Decades of apprehension over Hong Kong’s long-term viability have surfaced repeatedly, underscoring deep-seated anxieties about the city’s destiny. In February 2024, Stephen Roach, former Morgan Stanley Asia chair, ignited controversy by declaring “Hong Kong is over,” highlighting a convergence of domestic and external challenges. Roach reiterated his warning last year, pointing to diminished political autonomy following the 2020 national security law, the adverse effects of mainland China’s economic stagnation, and Hong Kong’s precarious position amid US-China tensions.
Contrary to Roach’s pessimism, Hong Kong’s leadership has mobilized to challenge this narrative. The city recently claimed the top spot for IPO fundraising and secured a high ranking in the Z/Yen Global Financial Centres Index, trailing only New York and London. These achievements fuel the “Hong Kong is back” campaign, emphasizing resilience and adaptability in a shifting global economy.

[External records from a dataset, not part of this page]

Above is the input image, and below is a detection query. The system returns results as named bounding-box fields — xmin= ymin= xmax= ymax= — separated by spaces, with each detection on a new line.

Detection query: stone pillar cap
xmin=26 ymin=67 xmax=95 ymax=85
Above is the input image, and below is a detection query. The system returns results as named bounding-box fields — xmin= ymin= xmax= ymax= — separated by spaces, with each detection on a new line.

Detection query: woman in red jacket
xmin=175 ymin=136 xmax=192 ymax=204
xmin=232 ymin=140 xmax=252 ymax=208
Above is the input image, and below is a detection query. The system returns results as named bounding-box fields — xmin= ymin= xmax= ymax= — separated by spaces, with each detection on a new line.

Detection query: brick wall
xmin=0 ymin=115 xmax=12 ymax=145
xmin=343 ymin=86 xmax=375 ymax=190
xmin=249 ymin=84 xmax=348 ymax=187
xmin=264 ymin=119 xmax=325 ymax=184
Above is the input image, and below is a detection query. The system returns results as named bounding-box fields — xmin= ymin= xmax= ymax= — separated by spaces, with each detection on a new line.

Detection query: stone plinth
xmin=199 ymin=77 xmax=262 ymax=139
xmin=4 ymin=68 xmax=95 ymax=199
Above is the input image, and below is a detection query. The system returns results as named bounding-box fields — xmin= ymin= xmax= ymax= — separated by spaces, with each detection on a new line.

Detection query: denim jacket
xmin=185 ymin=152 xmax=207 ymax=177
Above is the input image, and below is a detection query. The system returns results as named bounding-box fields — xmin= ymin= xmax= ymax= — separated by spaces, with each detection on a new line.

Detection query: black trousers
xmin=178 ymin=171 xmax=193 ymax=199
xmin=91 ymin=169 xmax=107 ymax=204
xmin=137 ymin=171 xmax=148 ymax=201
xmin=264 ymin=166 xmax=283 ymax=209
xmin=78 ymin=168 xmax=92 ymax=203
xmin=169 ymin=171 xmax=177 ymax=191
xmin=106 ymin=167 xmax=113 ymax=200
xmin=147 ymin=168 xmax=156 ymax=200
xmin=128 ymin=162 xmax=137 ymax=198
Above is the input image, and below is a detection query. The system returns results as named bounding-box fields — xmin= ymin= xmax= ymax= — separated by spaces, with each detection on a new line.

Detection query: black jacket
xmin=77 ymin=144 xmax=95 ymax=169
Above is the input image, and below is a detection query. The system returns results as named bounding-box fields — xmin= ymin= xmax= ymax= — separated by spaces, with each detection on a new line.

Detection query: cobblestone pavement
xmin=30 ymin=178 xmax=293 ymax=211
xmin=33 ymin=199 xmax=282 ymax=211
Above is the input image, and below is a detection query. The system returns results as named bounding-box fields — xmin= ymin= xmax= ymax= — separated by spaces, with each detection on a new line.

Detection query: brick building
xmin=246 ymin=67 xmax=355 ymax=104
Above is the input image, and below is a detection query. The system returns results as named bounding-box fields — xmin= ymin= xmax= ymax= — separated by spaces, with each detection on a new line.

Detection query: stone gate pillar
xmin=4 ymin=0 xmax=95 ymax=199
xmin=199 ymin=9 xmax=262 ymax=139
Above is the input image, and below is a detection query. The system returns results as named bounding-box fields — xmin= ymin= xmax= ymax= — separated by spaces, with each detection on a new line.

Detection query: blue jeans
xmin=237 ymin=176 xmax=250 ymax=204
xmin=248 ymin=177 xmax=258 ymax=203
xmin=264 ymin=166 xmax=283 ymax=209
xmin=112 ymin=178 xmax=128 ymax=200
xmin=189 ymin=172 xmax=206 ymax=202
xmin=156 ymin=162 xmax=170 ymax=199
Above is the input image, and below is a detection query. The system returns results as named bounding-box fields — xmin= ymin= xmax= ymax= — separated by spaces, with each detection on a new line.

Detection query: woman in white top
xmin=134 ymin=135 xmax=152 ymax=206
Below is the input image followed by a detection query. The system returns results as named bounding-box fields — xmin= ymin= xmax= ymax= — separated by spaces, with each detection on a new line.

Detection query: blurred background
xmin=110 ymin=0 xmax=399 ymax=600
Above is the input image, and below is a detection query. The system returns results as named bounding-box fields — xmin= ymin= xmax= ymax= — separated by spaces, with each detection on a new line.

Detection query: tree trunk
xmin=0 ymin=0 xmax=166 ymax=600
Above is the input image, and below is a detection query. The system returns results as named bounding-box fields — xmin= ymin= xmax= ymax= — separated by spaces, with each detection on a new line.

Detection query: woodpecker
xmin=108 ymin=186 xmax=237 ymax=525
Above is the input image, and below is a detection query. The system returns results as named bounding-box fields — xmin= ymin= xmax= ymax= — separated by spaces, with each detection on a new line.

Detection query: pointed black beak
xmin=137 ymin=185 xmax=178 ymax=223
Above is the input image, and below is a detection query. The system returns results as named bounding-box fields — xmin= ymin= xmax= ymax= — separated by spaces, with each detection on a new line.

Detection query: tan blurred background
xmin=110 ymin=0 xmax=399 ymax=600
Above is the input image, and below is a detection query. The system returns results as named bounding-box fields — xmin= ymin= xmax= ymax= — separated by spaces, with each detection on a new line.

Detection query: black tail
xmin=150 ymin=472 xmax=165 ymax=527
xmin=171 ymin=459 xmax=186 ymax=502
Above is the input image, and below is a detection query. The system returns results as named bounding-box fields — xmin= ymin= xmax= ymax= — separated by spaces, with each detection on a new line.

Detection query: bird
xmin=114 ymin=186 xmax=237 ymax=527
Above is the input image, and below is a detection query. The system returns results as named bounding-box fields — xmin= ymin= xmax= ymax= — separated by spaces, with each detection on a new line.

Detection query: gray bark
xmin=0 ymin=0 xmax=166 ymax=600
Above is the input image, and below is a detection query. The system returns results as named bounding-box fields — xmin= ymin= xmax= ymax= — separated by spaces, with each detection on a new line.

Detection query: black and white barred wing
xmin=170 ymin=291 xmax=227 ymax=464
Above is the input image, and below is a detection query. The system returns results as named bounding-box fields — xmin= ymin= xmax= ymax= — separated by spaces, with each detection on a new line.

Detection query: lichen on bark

At the heart of this debate lies a pivotal question: How can Hong Kong sustain its status as a premier financial hub amid evolving capital flows, geopolitical fragmentation, and regulatory changes?Anthony Cheung, a public administration professor at the Education University of Hong Kong, argues that the city must redefine its role. As its traditional bridge between China and global markets weakens, Hong Kong’s institutional strengths and wealth accumulation capacity offer new pathways to maintain relevance.